Angiogenesis and host immune response contribute to the aggressive character of non-melanoma skin cancers in renal transplant recipients

Mackenzie K A, Miller A P, Hock B D, Gardner J, Simcock J W, Roake J A, Dachs G U, Robinson B A & Currie M J
(2011) Histopathology  58 , 875–885
Angiogenesis and host immune response contribute to the aggressive character of non‐melanoma skin cancers in renal transplant recipients Aims: The aim of this study was to determine the contribution of tumour angiogenesis to the aggressive growth of non‐melanoma skin cancers (NMSCs) in renal transplant recipients (RTRs).

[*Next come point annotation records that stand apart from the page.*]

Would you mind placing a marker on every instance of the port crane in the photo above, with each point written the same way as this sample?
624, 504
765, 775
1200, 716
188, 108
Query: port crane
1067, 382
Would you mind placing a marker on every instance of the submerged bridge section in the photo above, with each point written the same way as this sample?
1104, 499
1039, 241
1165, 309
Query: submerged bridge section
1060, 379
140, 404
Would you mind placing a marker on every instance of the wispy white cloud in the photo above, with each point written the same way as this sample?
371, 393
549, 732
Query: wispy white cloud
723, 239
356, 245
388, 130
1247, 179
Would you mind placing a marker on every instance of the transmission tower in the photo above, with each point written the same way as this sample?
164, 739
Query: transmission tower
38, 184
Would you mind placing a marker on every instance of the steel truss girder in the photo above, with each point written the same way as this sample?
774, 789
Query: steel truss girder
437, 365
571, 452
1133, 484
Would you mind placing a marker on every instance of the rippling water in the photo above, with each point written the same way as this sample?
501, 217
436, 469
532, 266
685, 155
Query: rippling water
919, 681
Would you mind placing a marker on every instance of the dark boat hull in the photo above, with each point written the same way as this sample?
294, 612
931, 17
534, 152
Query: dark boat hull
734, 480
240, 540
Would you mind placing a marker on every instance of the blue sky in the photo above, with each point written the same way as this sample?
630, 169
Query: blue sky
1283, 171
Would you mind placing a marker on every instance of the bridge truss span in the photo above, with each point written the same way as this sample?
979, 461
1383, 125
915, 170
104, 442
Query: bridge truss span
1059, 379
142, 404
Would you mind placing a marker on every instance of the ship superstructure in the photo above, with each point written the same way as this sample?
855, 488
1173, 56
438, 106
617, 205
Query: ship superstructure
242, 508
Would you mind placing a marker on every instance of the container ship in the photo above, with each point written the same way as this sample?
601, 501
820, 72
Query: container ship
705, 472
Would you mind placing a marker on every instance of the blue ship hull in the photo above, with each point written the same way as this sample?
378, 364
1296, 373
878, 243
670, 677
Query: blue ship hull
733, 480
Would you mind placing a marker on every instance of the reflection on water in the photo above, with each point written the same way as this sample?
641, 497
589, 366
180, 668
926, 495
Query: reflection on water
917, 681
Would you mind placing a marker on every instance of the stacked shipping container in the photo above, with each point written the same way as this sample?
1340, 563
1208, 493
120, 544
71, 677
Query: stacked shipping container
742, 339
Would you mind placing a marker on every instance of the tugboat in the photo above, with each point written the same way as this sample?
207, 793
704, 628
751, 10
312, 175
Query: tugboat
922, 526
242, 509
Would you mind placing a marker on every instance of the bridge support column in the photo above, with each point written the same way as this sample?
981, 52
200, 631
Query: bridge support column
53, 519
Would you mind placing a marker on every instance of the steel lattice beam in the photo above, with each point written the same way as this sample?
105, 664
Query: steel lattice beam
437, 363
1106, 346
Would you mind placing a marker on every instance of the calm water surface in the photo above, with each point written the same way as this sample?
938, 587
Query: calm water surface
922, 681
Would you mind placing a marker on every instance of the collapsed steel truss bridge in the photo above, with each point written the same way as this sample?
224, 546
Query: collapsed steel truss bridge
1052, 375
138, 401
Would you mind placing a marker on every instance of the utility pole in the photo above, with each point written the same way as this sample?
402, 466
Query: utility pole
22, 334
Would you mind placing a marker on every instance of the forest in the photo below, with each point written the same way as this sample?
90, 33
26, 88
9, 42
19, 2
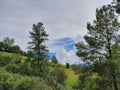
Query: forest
36, 70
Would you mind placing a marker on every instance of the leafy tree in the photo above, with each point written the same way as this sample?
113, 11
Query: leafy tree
54, 60
38, 36
67, 65
100, 39
8, 41
116, 5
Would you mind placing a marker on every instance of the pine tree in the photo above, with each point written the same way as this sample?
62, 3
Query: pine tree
100, 39
38, 36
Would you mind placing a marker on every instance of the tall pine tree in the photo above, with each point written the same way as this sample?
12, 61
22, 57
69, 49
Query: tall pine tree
100, 39
38, 36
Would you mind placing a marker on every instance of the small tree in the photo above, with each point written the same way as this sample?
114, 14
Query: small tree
38, 36
67, 65
8, 41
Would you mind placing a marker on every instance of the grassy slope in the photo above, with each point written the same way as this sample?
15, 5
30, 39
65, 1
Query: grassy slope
71, 77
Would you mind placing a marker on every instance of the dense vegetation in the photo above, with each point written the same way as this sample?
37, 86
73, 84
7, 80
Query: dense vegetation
101, 53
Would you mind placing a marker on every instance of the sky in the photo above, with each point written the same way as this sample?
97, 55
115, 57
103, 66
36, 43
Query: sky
64, 20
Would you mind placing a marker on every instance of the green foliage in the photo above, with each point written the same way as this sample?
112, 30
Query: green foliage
9, 81
60, 75
54, 60
100, 36
38, 36
67, 65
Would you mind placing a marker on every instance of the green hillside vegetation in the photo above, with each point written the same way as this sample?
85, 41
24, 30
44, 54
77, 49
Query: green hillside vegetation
100, 52
17, 73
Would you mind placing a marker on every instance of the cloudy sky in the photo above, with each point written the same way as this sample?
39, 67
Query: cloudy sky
64, 20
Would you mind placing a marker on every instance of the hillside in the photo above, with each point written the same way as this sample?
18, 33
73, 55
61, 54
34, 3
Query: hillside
18, 66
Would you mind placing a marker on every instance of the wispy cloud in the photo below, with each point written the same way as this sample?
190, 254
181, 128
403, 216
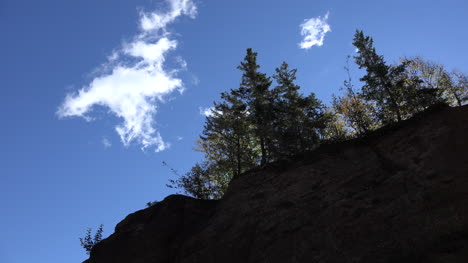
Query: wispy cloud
313, 30
106, 142
134, 80
208, 112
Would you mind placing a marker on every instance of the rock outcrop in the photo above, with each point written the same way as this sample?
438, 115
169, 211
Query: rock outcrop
398, 195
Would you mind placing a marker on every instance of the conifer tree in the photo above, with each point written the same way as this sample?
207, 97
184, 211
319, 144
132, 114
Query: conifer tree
382, 82
254, 92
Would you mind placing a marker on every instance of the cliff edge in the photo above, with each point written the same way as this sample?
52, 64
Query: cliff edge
398, 195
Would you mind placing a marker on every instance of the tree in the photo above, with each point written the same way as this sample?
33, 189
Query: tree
358, 114
87, 242
298, 121
459, 87
426, 84
382, 82
254, 91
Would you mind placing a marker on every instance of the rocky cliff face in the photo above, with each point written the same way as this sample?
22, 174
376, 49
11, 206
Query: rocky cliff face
399, 195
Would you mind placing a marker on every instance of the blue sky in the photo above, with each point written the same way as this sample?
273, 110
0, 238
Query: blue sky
148, 68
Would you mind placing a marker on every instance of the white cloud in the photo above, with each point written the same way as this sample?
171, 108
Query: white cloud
208, 112
134, 79
313, 30
155, 21
106, 142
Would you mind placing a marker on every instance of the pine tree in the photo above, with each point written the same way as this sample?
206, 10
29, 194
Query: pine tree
254, 91
382, 84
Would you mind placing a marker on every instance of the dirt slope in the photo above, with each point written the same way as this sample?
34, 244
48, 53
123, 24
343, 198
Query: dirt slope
398, 195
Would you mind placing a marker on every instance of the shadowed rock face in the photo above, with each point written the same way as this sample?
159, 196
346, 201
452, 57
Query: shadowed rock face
398, 195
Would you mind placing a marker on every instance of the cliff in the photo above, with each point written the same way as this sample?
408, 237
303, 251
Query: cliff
398, 195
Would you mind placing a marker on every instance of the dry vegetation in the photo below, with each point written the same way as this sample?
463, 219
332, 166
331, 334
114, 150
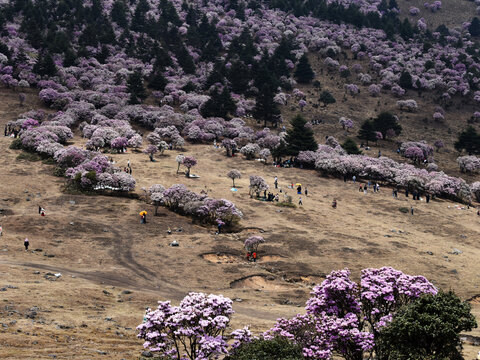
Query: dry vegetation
113, 267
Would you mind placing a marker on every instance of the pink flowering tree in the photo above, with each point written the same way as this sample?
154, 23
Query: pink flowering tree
189, 162
193, 330
251, 244
234, 174
345, 317
257, 185
438, 144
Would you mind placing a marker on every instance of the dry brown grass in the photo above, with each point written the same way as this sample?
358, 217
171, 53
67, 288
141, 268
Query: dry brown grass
99, 245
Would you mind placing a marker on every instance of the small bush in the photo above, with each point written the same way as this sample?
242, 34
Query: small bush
275, 349
286, 204
16, 144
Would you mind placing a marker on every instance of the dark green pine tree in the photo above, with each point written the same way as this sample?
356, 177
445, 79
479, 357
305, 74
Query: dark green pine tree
474, 27
351, 147
299, 137
265, 108
45, 66
367, 131
326, 98
136, 88
469, 140
405, 80
70, 58
119, 13
304, 73
157, 81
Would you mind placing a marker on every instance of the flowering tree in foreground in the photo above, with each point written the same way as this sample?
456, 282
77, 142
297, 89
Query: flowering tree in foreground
346, 317
193, 330
189, 162
234, 174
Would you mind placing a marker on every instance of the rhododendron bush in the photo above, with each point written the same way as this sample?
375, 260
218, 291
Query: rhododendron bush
193, 330
179, 199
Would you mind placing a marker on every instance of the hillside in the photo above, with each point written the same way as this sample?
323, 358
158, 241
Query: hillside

Methods and results: The study cohort included RTRs (n = 38) with formalin‐fixed paraffin‐embedded tumour samples available from first post‐transplant NMSC (NMSC1) surgically excised at Christchurch Hospital, New Zealand, from 1997 to 2007. Comparable samples excised from immunocompetent individuals (ICIs) (n = 36) were selected to accommodate confounding factors. Markers of tumour angiogenesis were evaluated by immunohistochemistry, and analysed for associations with clinicopathological variables. As compared with ICIs, RTRs had a higher proportion of tumours with high microvessel density (P = 0.008), high proliferating capillary index (P < 0.0001) and low microvessel pericyte coverage index (P < 0.0001), and RTRs had a shorter cumulative second NMSC (NMSC2)‐free interval (P < 0.0001). ICIs had a higher proportion of tumours with a ‘marked’ number of vascular endothelial growth factor (VEGF)‐A‐positive leukocytes than RTRs (P = 0.04), and RTRs with a ‘moderate/marked’ number of VEGF‐A‐positive leukocytes had longer cumulative NMSC2‐free intervals than those with a ‘minimum’ number (P = 0.02). Conclusions: This study demonstrates increased tumour angiogenesis in NMSC in RTRs, and suggests a role for VEGF‐A‐positive peritumoural leukocytes in suppressing NMSC development.